Für gewöhnlich verlassen die feinen Damen und Herren in der Serie „Bridgerton“ ihren Stadtteil Mayfair nur selten – die Damen noch weniger oft als die Herren. Für die Bewerbung der dritten Staffel, die man aus taktischen Gründen natürlich in zwei Tranchen ausgespielt hat, wurden die Hauptdarsteller der Kostümserie über das (Liebes-)Leben der High Society im frühen 19. Jahrhundert, gefühlt einmal rund um die Welt auf große Promotour geschickt. In Zahlen hat sich das jedoch noch nicht so richtig durchgeschlagen: Zwar liegt die Serie seit dem Start der dritten Staffel im Mai in den Top 10 der globalen Netflix-Charts, doch „Eric“ mit Benedict Cumberbatch lässt sich den ersten Platz nicht streitig machen und Platz 2 blockiert der Quereinsteiger „Geek Girl“.

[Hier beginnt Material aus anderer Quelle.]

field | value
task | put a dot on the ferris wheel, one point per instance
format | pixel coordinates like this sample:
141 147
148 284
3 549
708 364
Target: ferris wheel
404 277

Doch es gibt auch andere Zahlen als nur Zugriffszahlen, mit denen Netflix an die Öffentlichkeit geht: Am Freitag durfte „Bridgerton“- Produzentin Shonda Rhimes, auch verantwortlich für „Grey’s Anatomy“, sogar die Londoner Börse eröffnen. Der Anlass: Rund 325 Millionen Euro hätte die Serie seit fünf Jahren schon in die Kassen der britischen Wirtschaft gespült, so die Rechnung des Streamers. Rund 5000 Firmen sollen bereits in unterschiedlichster Art und Weise von der Serienproduktion profitiert haben. Hinzu kommt noch das Lizenzgeschäft – große Marken wie Primark oder Lush wollen am Kuchen mitnaschen und haben eigene „Bridgerton“-Produkte auf den Markt gebracht. Familie Bridgerton, die pro Staffel eines ihrer acht Kinder unter die Haube bringen will, ist Goldesel und Zugpferd in einem.

Eskapismus

Mit dem Konzept, eine diverse Gesellschaft in das enge Korsett einer längst vergangenen Ära zu pressen, ist „Bridgerton“ in Sachen Erfolg der Vorreiter. Das Eskapismus-Karussell dreht sich im Kern um die Selbstermächtigung der Hauptdarstellerinnen, die es mit den gesellschaftlich-familiären Zwängen aufnehmen. Das Drama kommt in der kleinstmöglichen Dosierung daher, abgemildert durch Opulenz jeglicher Art: üppige Ausstattung, üppiges Kuchenbuffet, mit mehr oder weniger Zuckerguss. Weit weniger zuckrig, aber dafür peppiger ist die Serie „Dickinson“ (Apple TV+), die sich jedoch an einer historischen Figur abarbeitet – an der amerikanischen Schriftstellerin Emily Dickinson. Deren Biografie und Persönlichkeit ist nicht ausufernd bis in alle Einzelheiten bekannt, was die Drehbuchautoren dazu veranlasste, die Serienfigur, gespielt von Hailee Steinfeld, mit einem modernen Blick auszuleuchten.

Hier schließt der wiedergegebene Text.